Cotts returned to the Rangers in 2014 and pitched in a career-high 73 games. However, he was not as effective as he was the year before. He was granted free agency after the season and was not re-signed by the club.

===Milwaukee Brewers / Minnesota Twins===
On January 29, 2015, Cotts signed a one-year, $3 million contract with the Milwaukee Brewers. On August 21, Cotts was traded to the Minnesota Twins in exchange for a player to be named later or cash considerations.

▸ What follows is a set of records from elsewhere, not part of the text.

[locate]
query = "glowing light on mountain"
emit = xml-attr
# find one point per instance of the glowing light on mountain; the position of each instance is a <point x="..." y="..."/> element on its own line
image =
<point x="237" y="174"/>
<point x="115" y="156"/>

In 68 appearances split between the Brewers and Twins, he was 1–0 with a 3.41 ERA in 63 1/3 innings while striking out 8.2 and walking 3.1 per nine innings.

===Los Angeles Angels===
On February 26, 2016, Cotts signed a minor league contract with the Houston Astros. He was released in March and signed a minor league contract with the Los Angeles Angels of Anaheim, where he began the year with the Triple-A Salt Lake Bees. On May 17, he exercised an opt-out clause in his contract and became a free agent.

===New York Yankees===
On May 20, 2016, Cotts signed a minor league contract with the New York Yankees and was assigned to the Scranton/Wilkes-Barre RailRiders.

===Texas Rangers (second stint)===
On June 20, 2016, Cotts signed a minor league contract to return to the Texas Rangers organization. In 20 relief outings for the Triple–A Round Rock Express, he recorded a 3.80 ERA with 23 strikeouts across 23 2/3 innings pitched. Cotts elected free agency following the season on November 7.

===Washington Nationals===
On January 13, 2017, Cotts signed a minor league deal with the Washington Nationals. In 52 relief outings for the Triple–A Syracuse Chiefs, he posted a 3.94 ERA with 57 strikeouts and 2 saves in 48.0 innings of work. Cotts elected free agency following the season on November 6.